The Enliven! Blog

Helping Harness Human Capacity

Can A Church’s Annual Report Dance?

February is when many churches have their “annual meetings”. These meetings include the passing of the annual budget and the receiving of reports from the various groups in the church. Often these reports are captured in the “annual report book”, which includes write ups by pastoral staff and various committees and groups, such as deacons, missions, Christian education, worship. Also often included represented are organizations the church supports financially, such as schools and colleges, mission organizations, relief organizations, local missions.

I confess that I have to make it a discipline to read through all these reports, (unless I happen to be the author of one of them!) Perhaps others feel the same. Some of these reports have a similar tone or content each year. It can be a challenge to give the respect due this important annual story of the church.

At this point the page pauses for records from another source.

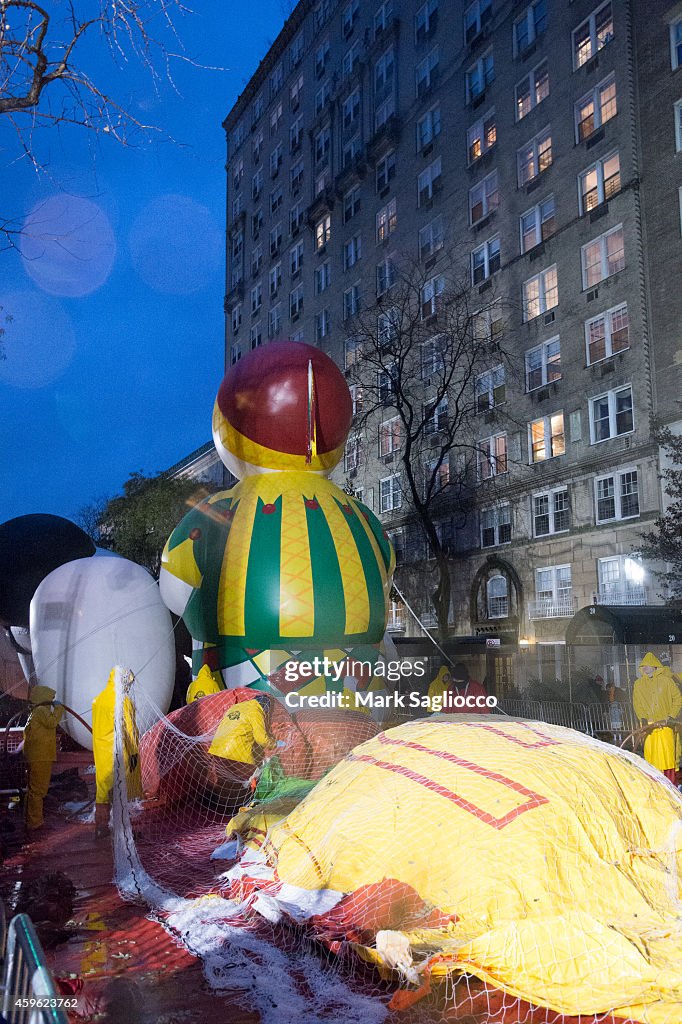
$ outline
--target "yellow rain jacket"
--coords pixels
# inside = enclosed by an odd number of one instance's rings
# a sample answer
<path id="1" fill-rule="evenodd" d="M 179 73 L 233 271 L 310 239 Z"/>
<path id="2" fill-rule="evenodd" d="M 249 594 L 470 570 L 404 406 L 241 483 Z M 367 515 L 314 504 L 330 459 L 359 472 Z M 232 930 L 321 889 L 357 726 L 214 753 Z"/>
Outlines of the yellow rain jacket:
<path id="1" fill-rule="evenodd" d="M 234 704 L 216 729 L 209 754 L 242 764 L 255 764 L 254 746 L 274 747 L 275 740 L 268 732 L 265 712 L 255 698 Z"/>
<path id="2" fill-rule="evenodd" d="M 632 704 L 635 714 L 649 723 L 677 718 L 682 711 L 682 693 L 669 668 L 649 652 L 640 662 L 640 669 L 648 665 L 655 669 L 649 677 L 644 674 L 635 680 Z M 677 767 L 675 731 L 667 726 L 653 729 L 644 741 L 644 757 L 662 772 Z"/>
<path id="3" fill-rule="evenodd" d="M 224 689 L 225 687 L 220 685 L 208 665 L 202 665 L 196 679 L 192 680 L 187 687 L 185 703 L 191 704 L 192 701 L 199 700 L 200 697 L 208 697 L 210 693 L 220 693 Z"/>
<path id="4" fill-rule="evenodd" d="M 447 682 L 446 682 L 446 676 Z M 429 700 L 433 700 L 436 697 L 438 700 L 443 699 L 443 694 L 450 688 L 452 682 L 452 669 L 449 665 L 441 665 L 438 669 L 438 675 L 432 681 L 429 686 Z"/>
<path id="5" fill-rule="evenodd" d="M 114 785 L 114 715 L 116 709 L 116 670 L 112 669 L 109 681 L 92 702 L 92 750 L 95 755 L 95 780 L 98 804 L 111 801 Z M 125 759 L 128 799 L 142 796 L 139 755 L 140 735 L 135 720 L 135 705 L 130 697 L 123 698 L 123 756 Z"/>
<path id="6" fill-rule="evenodd" d="M 49 686 L 34 686 L 30 701 L 34 707 L 24 729 L 24 757 L 28 763 L 26 788 L 26 828 L 40 828 L 43 823 L 43 800 L 50 788 L 52 764 L 57 759 L 57 726 L 64 708 L 35 707 L 54 700 Z"/>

A good question to use to stimulate creativity in addressing any problem is “does it have to be that way?” Another smart question is “What if..”. Applying those questions to the situation where the significant work of the church gets short shrift from members, one could ask “Does the annual reporting process have to be dull, even plodding?” And… “What if a way were found to bring the reporting to life, to make it dance?”

Let me suggest one way to bring life to reporting. I have often heard the phrase “worship and work are one”. That can mean that our work should be one aspect of how we serve God. I think, in the case of the annual reporting process, there could be an even closer connection. What if one were to treat the Annual Report Book as a prompt to prayer and praise? What if the reporting process was to take the form of an actual worship service? Each report would be represented by a person. Each person would bring a symbol representing their report to the front of the church. The pastor might bring a Bible; the Sunday School class which is focusing on peace justice might bring a dove; the deacons might bring a shawl; the relief agency representative might bring a bag of grain, etc.

After the person has brought their symbol to the front, they would be allowed a tweet length verbal statement (or perhaps double tweet for the pastor!). After each report there would be an appropriate prayer and or worship song. The prayer might be formulaic, such as a call and response between worship leader and congregation, e.g. “Lord, for the gift of (name the item being reported on), we give you thanks and praise.” The songs could be chosen to reflect the activity described in the report. Scriptures could also be woven into the service, as well as visuals.

Various additional enrichments to the service could be conceived. Some “lesser known” parts of the work of the church might deserve the opportunity for a story to be told. I am reminded of a mysterious snippet of a story I heard one year from the trustees, who noticed that a certain task at the church was completed without being assigned. And certainly this type of worship service celebrating the work of God through the ministries of the church would go well with a potluck.

The annual meeting and report are important parts of the work of the church. Perhaps the suggestion above would be one way, and surely there are others, to make the annual report dance!

1 Comment »

  1. Dan Nighswander said,

    February 8, 2011 @ 3:10 pm

    These are good suggestions, and timely. Thanks for sharing your creativity and passion.